Rezension

62 years away from Gretchen

Stay away from Gretchen -

Stay away from Gretchen
von Susanne Abel

Bewertet mit 4.5 Sternen

Tom Monderath ist ein berühmter Fernsehmann, der sich nur für sich selbst interessiert. Mit Mitte vierzig lebt er allein in seiner teuren Eigentumswohnung in Köln mit Blick auf den Dom. Eines Tages erhält er einen Anruf aus einer Klinik - seine 84jährige Mutter Greta zeigt Anzeichen beginnender Demenz. Tom, der immer ein gespaltenes Verhältnis zu seiner scharfsinnigen, aber distanzierten Mutter hatte, fängt an, sich mehr um sie zu kümmern. Dabei stellt er fest, dass seine Familiengeschichte alles andere als das ist, was er zu wissen geglaubt hat, und er fängt an nachzuforschen. Bald erfährt er, dass Greta kurz nach dem Krieg in einen schwarzen GI verliebt war und er eine 20 Jahre ältere Halbschwester hat. Je mehr Tom nachforscht und in die Vergangenheit von Gretchen eintaucht, desto mehr erfährt er auch über sich und die Gegenwart.

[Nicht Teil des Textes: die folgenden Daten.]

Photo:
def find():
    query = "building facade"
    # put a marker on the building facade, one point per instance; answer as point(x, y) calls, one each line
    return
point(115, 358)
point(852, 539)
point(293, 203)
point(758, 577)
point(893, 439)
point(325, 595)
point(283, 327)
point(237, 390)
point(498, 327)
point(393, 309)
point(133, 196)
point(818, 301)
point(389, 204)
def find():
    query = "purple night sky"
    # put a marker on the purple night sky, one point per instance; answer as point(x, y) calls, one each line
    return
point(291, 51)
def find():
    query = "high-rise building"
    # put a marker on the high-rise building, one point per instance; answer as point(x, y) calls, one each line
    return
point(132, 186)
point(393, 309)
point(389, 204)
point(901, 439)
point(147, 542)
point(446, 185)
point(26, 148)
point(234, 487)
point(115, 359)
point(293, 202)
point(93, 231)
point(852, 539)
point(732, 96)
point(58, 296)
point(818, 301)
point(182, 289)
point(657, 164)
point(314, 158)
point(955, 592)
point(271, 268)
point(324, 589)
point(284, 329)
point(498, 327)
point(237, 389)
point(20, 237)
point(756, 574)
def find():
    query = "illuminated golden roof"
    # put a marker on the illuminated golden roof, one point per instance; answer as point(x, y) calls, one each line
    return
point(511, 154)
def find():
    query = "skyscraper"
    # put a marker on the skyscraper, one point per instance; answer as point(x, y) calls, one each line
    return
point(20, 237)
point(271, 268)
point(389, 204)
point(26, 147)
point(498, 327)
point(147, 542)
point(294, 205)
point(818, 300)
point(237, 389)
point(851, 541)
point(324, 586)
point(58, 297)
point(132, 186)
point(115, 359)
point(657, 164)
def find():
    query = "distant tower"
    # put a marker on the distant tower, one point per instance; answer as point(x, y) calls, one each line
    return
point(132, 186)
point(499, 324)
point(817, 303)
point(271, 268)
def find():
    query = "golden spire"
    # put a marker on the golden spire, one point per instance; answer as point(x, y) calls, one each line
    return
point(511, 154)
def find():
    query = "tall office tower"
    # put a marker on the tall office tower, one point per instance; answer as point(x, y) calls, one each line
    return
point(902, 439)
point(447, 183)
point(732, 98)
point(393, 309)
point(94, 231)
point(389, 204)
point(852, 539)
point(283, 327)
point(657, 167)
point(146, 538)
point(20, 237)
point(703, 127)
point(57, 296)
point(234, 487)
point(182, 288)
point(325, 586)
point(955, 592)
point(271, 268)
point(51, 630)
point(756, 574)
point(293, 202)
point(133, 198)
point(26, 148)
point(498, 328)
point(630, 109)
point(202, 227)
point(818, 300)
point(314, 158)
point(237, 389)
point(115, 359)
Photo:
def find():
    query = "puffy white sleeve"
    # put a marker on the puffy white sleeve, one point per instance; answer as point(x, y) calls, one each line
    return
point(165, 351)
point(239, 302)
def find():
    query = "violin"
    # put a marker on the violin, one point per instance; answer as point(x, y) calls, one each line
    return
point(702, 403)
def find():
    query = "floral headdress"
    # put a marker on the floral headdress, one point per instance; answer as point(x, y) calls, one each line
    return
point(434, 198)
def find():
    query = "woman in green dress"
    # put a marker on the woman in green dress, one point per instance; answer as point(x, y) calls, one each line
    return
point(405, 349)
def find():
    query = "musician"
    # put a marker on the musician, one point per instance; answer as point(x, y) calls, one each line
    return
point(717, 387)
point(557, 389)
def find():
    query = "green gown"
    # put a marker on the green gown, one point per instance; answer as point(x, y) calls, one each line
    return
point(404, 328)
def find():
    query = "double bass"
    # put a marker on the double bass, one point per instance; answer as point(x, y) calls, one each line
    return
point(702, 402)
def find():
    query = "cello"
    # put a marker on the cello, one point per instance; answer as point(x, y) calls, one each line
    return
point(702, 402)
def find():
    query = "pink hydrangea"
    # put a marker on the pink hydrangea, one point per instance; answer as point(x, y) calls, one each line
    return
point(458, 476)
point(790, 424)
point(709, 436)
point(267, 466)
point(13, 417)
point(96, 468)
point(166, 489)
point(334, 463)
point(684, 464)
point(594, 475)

Eigentlich ist das gar nicht mein Genre. Aber nachdem ich die Leseprobe gelesen hatte, wollte ich unbedingt mehr erfahren, und ich habe es nicht bereut. Dieses Buch ist ziemlich dick, aber ich habe mich keine Sekunde lang gelangweilt. Man erfährt etwas über die Zeit des 2. Weltkrieges, als Greta noch ein Mädchen war, über die unglaublich harte Nachkriegszeit, über Liebe und Ausgrenzung, über Hass, der auch nach Ende des Krieges weitertobt, über Rassismus und die Parallelen zwischen den Flüchtlingen von 1945 und 2015. Und man hat das Gefühl, dass sich die Menschheit einfach niemals weiterentwickelt. Im Gegensatz zu dem, was der Klappentext behauptet, erzählt Greta ihrem Sohn gar nichts, er muss sich alles selbst erarbeiten und zusammenreimen, während der Leser Rückblenden in die Zeit zwischen 1939 und 1953 erhält. Die Autorin hat hier ein berührendes Werk geschaffen, das noch lange nachhallen wird und lediglich für den kitschigen Schluss gibt es einen halben Punkt Abzug. 4,5/5 Punkten. 

Kommentare

FIRIEL kommentierte am 24. April 2021 um 11:54

Klingt gut; kommt auf meine Suchliste für die Bibliothek. Danke für den Tipp!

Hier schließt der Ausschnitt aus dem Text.